Two side-by-side squares are inscribed in a semicircle. The diameter of the semicircle is 16. What is the sum of the two squares' areas?
Solution 1:
Let $OD=c$ and the side lengths of the two squares $a$ and $b$. From right triangles OAB and OHF,
$$r^2=a^2+(a-c)^2;\>\>\>\>\> r^2=b^2+(b+c)^2$$
Eliminate $c$ to get,
$$a-\sqrt{r^2-a^2}=\sqrt{r^2-b^2}-b$$
Square both sides,
$$a\sqrt{ r^2-a^2} =b\sqrt{r^2-b^2}$$
Square again and rearrange,
$$r^2(a^2-b^2)=a^4-b^4$$
Thus, the sum of the two areas is
$$a^2+b^2=r^2=64$$
Solution 2:
A somewhat devious way is to extract the fact that the answer doesn't depend on where D is, so place it at the origin!
Then it's simply:
$$ x = y $$
$$ \therefore x^2 + y^2 = 2 x^2 = 8^2 $$
Solution 3:
Let $V$ be the common vertex of our squares which lies on the diameter of the semicircle. We may assume that the coordinates of $V$ are $(x,0)$. The upper-right-corner $A$ is located at the intersection (the one with a positive ordinate) of $x^2+y^2=64$ and $y=x-v$. The upper-left-corner $B$ is located at the intersection (always the one with a positive ordinate) of $y=v-x$ and $x^2+y^2=64$. It follows that the ordinate of $A$ is $\frac{1}{2}\left(-v+\sqrt{128-v^2}\right)$ and the ordinate of $B$ is $\frac{1}{2}\left(v+\sqrt{128-v^2}\right)$. By summing the squares of these numbers we get that the total area of our squares is $$ \frac{1}{4}(v^2+128-v^2+v^2+128-v^2) = 64,$$ i.e. the area of a square built on a radius.

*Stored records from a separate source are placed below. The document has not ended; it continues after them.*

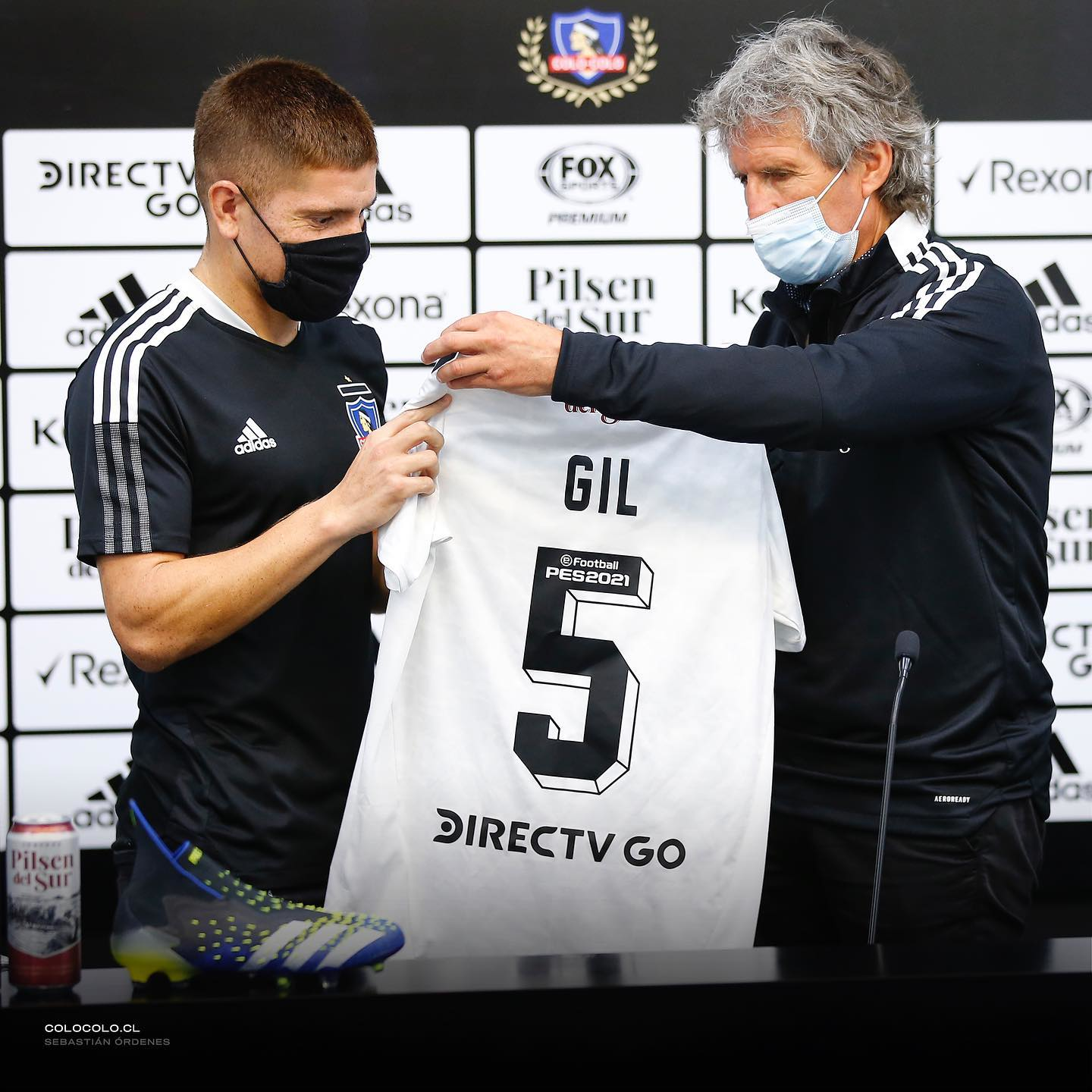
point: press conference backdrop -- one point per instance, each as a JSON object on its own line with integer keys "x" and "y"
{"x": 510, "y": 177}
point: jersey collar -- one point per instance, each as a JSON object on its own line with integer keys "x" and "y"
{"x": 208, "y": 300}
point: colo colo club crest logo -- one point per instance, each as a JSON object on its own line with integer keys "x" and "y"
{"x": 362, "y": 409}
{"x": 588, "y": 62}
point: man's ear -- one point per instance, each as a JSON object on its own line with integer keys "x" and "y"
{"x": 876, "y": 161}
{"x": 223, "y": 203}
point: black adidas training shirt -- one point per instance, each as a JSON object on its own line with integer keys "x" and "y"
{"x": 911, "y": 409}
{"x": 189, "y": 434}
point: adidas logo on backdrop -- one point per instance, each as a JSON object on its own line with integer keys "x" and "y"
{"x": 253, "y": 438}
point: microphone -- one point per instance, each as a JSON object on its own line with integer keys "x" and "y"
{"x": 906, "y": 650}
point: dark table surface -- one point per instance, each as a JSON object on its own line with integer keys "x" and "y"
{"x": 824, "y": 1017}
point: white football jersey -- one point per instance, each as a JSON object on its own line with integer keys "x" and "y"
{"x": 570, "y": 741}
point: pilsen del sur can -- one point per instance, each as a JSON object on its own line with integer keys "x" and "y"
{"x": 42, "y": 903}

In order to produce an elementary proof, we just have to show that the length of $AB=\sqrt{2}\sqrt{AA'^2+BB'^2}$ does not depend on the position of $V$ on the diameter. But this is trivial since the symmetric of $B$ with respect to the diameter "sees" the $AB$-chord under an angle of $45^\circ$, such that $\widehat{AOB}$ always is a right angle (and $AOVB$ is a cyclic quadrilateral).
Solution 4:
You can use the Pythagorean theorem twice:
Solution 5:
The base $CA$ is partitioned into $(a,b)$ segments for the common squares corner and $(b,a) $ for locating center of circle.
To appreciate this direct analytical geometry is enough:
Equation of perpendicular bisector from the sketch:
$$\dfrac{ y-(a+b)/2}{x-(a+b)/2}= \dfrac{ (a+b)}{(a-b)}$$
At y=o, x=? Solving
$$ x_O=b $$
EDIT1:
So in the construction all you need to find the center of circle is marking off segment length $b$ with a compass centered at $C$ and complete the circle through square outer vertices $(F,B)$ of required circle radius $R$ centered at $O$.
Shown case is chosen $ (a=3,b=4)$ from familiar Pythagorean triplet with diameter of circle $10$ instead of $16$
$$ R^2= a^2+b^2 = R^2= 5^2 $$
The squares area sum equals area of square made on a side of radius $R$